The 20th annual Down East Walk to Defeat ALS® will be held Saturday, May 11, starting and ending at ECU’s Dowdy-Ficklen Stadium. Participants can sign up at http://www.alsnc.org.
“I have never been more proud of my community and university than at our Walk,” said Mark Anthony, the chairman of the board of The ALS Association NC Chapter and an ECU alumnus. Anthony recalled the vision of former ECU president Dr. Leo Jenkins, and his commitment to the community and university. Dr. Jenkins “dared and prodded eastern North Carolina to dream big,” Anthony said. “He helped instill in the region a sense of pride and can-do spirit that never waned.”
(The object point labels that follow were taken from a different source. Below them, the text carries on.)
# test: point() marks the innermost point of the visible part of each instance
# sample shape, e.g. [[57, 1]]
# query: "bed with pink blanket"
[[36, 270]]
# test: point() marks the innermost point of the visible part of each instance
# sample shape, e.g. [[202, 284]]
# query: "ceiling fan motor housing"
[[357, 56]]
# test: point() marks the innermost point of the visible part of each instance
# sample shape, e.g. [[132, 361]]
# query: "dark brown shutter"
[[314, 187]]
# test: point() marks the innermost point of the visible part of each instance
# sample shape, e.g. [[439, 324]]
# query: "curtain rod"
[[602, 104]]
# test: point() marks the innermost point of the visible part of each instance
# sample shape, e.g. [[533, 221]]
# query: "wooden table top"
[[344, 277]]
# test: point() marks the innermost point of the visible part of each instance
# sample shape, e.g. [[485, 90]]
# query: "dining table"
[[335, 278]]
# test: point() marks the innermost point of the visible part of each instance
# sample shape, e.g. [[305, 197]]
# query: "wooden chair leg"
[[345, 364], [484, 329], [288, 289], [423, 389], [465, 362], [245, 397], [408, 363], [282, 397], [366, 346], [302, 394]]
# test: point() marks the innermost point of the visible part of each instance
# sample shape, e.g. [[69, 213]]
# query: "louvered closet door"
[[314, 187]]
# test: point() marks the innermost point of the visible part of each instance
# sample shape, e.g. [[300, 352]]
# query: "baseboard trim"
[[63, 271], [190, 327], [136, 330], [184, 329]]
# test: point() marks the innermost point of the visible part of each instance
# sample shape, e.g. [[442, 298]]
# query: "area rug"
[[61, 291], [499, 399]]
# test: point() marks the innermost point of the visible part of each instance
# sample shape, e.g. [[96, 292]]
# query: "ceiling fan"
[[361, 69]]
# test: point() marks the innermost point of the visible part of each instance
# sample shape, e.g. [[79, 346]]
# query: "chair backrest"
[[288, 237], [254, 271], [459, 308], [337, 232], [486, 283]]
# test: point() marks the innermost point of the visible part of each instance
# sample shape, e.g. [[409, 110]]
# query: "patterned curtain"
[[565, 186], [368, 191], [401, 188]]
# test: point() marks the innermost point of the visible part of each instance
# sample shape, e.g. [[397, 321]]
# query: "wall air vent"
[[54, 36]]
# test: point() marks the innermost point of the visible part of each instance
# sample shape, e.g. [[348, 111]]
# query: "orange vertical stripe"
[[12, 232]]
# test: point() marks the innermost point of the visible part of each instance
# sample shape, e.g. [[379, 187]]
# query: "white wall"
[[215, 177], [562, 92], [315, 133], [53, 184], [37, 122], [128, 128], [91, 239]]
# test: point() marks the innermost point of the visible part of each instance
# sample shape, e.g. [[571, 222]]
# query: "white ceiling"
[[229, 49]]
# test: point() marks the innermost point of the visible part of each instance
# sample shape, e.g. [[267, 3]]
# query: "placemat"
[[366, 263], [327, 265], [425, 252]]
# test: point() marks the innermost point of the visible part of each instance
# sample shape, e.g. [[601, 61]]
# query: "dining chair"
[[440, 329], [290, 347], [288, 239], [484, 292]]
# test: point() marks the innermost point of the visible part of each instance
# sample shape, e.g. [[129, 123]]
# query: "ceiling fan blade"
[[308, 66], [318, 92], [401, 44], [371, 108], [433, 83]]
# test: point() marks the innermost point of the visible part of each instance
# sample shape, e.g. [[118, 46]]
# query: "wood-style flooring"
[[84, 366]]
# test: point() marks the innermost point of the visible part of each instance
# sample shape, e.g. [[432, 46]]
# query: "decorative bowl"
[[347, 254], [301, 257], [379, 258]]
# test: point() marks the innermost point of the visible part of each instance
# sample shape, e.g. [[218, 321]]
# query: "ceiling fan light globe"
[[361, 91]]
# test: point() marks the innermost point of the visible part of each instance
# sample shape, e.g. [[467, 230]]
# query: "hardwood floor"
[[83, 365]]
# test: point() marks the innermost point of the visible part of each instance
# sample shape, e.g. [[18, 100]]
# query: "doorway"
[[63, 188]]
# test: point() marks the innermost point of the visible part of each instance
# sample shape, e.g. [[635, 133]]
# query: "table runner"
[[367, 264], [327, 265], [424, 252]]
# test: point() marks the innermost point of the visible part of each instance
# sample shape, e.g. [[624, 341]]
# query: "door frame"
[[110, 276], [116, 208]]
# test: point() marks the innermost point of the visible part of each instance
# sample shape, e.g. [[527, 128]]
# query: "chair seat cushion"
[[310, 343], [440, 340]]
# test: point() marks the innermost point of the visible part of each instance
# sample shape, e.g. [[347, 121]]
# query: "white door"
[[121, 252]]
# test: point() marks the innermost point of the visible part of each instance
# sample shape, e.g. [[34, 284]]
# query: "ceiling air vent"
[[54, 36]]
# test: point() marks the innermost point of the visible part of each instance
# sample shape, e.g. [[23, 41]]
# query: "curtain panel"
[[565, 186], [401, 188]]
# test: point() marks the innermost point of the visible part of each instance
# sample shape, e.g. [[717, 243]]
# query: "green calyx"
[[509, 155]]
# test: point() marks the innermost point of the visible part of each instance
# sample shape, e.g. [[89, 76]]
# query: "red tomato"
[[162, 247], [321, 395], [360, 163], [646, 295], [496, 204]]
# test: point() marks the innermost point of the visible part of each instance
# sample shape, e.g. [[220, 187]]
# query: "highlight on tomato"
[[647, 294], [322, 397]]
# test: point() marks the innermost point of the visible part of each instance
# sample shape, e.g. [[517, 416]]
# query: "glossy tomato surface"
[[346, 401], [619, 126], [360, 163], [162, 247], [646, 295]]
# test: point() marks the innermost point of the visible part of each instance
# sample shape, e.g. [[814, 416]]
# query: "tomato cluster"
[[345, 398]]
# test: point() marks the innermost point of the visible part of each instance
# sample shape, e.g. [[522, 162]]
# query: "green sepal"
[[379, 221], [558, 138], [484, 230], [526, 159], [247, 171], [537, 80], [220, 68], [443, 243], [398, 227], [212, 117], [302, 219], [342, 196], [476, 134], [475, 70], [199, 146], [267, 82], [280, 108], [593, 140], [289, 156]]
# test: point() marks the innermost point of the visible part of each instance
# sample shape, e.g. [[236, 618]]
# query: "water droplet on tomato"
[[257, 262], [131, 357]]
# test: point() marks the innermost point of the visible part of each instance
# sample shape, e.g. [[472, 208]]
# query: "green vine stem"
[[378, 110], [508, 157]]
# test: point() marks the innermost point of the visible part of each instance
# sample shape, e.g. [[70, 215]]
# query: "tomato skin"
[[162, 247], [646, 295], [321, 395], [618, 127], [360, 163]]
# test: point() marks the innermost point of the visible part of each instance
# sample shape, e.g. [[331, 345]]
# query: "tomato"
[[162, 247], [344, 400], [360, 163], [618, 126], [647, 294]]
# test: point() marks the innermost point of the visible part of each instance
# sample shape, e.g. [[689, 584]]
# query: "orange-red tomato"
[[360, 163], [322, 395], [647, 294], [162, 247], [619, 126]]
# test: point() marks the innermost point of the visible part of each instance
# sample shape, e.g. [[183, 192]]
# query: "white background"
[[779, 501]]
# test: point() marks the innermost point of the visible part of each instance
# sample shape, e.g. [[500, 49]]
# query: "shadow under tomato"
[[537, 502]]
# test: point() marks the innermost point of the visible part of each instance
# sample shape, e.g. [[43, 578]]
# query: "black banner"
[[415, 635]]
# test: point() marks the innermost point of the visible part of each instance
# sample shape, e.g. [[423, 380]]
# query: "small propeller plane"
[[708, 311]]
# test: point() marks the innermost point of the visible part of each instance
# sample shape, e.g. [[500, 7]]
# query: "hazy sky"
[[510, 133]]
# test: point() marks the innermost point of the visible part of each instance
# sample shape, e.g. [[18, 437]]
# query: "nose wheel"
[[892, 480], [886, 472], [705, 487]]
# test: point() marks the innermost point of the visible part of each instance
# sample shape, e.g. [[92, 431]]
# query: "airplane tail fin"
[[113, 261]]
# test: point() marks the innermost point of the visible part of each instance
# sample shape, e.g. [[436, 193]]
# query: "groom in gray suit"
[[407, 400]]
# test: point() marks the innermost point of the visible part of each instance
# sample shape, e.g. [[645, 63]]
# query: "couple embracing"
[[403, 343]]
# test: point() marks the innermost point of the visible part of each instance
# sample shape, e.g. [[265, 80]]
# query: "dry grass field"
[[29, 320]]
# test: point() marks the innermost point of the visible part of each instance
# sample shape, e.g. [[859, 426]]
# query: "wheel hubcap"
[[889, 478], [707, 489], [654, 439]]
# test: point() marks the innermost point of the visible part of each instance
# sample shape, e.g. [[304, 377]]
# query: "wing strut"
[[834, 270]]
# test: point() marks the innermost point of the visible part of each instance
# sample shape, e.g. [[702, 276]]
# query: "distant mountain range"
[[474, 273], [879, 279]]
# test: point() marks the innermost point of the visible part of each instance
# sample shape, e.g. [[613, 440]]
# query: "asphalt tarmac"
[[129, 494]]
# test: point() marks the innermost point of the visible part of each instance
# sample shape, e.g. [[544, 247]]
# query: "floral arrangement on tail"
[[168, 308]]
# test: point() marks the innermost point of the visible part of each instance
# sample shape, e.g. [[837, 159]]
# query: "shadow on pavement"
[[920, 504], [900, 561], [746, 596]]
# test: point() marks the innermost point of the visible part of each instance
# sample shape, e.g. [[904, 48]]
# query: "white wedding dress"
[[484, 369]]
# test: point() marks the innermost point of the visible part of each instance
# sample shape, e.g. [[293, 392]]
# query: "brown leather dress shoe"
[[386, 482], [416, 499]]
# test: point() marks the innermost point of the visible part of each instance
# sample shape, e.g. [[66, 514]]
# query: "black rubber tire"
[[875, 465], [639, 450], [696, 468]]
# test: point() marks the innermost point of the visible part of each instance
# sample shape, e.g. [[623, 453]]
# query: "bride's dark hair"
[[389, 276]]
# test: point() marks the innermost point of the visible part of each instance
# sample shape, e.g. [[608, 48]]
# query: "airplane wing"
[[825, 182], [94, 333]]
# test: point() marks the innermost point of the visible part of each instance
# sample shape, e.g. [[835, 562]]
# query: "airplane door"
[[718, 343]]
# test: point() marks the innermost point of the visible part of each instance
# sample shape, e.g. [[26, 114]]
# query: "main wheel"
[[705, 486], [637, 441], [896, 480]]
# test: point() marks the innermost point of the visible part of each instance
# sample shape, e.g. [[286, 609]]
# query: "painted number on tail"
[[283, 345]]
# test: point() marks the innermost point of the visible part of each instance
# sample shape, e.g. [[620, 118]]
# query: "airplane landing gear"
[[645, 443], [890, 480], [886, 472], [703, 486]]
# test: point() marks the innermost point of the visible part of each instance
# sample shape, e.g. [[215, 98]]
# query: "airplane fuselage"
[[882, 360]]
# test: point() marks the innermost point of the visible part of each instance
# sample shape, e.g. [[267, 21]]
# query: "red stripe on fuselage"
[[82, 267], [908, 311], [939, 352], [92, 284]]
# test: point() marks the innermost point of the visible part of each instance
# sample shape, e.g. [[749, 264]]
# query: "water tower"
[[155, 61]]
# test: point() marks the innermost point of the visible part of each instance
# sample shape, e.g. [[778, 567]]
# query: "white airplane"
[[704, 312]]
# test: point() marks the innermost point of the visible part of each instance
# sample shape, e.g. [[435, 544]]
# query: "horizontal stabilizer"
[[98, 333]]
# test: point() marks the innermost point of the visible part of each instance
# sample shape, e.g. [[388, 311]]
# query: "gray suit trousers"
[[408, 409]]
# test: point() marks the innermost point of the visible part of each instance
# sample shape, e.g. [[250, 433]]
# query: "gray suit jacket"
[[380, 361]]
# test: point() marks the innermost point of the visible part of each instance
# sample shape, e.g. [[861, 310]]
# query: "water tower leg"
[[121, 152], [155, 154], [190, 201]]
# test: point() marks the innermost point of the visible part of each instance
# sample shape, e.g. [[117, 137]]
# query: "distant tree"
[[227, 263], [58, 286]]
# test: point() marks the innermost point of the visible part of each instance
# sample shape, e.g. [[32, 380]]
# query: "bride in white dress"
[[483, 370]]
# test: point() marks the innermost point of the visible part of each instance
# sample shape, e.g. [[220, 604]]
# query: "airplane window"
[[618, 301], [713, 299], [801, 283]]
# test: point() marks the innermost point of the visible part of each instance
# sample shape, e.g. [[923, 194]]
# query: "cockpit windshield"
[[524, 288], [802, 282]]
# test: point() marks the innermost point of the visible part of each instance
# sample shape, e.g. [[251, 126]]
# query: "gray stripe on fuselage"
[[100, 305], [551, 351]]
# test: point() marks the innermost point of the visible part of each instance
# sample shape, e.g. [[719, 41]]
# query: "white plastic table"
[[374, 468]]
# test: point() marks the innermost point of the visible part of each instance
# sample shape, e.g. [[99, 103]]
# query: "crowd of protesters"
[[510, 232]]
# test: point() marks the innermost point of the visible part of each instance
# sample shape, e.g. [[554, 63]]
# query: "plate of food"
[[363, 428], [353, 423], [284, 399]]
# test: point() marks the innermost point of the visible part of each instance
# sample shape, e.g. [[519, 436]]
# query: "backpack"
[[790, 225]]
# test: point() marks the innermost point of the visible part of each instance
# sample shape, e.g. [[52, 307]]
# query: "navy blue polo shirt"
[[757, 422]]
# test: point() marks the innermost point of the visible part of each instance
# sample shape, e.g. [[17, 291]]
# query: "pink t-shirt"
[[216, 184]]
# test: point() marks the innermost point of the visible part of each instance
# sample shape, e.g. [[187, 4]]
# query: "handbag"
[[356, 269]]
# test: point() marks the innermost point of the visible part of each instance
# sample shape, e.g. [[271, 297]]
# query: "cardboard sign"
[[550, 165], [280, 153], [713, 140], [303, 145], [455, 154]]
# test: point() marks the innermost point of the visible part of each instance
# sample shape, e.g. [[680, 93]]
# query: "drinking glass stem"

That spirit is evident today in the support given to people with ALS and their families in eastern North Carolina. “We’ve had tremendous community support at our Down East Walks to Defeat ALS®,” Anthony said. “I have felt Dr. Jenkins’ spirit, compassion and fight.”
While raising money and awareness are critical to defeating ALS, so is the work of the ALS Association-supported multidisciplinary ALS clinics, which are known to provide the best possible care for people living with the disease. The Jim “Catfish” Hunter ALS Clinic at Vidant Medical Center is one of five such clinics in the state, and the only one in eastern North Carolina.
“The multidisciplinary model has been shown repeatedly to offer the best quality-of-life outcomes for our patients dealing with this devastating disorder,” said Robert Frere, M.D., medical director of the clinic. “We are a team of specialists dedicated to providing care to people with ALS. What our clinic offers to patients is so important.”
What the clinic offers is care from a multidisciplinary team featuring a neurologist, social worker, physical therapist, occupational therapist, speech therapist, respiratory therapist, nurse, neuropsychologist and dietician, all coming together to meet the specific challenges faced by someone living with ALS.
Progress is being made in the fight against ALS. Since the ALS Ice Bucket Challenge in 2014, The ALS Association has committed more than $89 million to research. Scientists have discovered five new genes connected to ALS, and the first ALS treatment since 1995 was approved by the FDA in 2017.
But there is still work to be done. The ALS Association will not stop fighting until there is a cure, and looks forward to continuing the fight alongside the committed people of the Greenville community.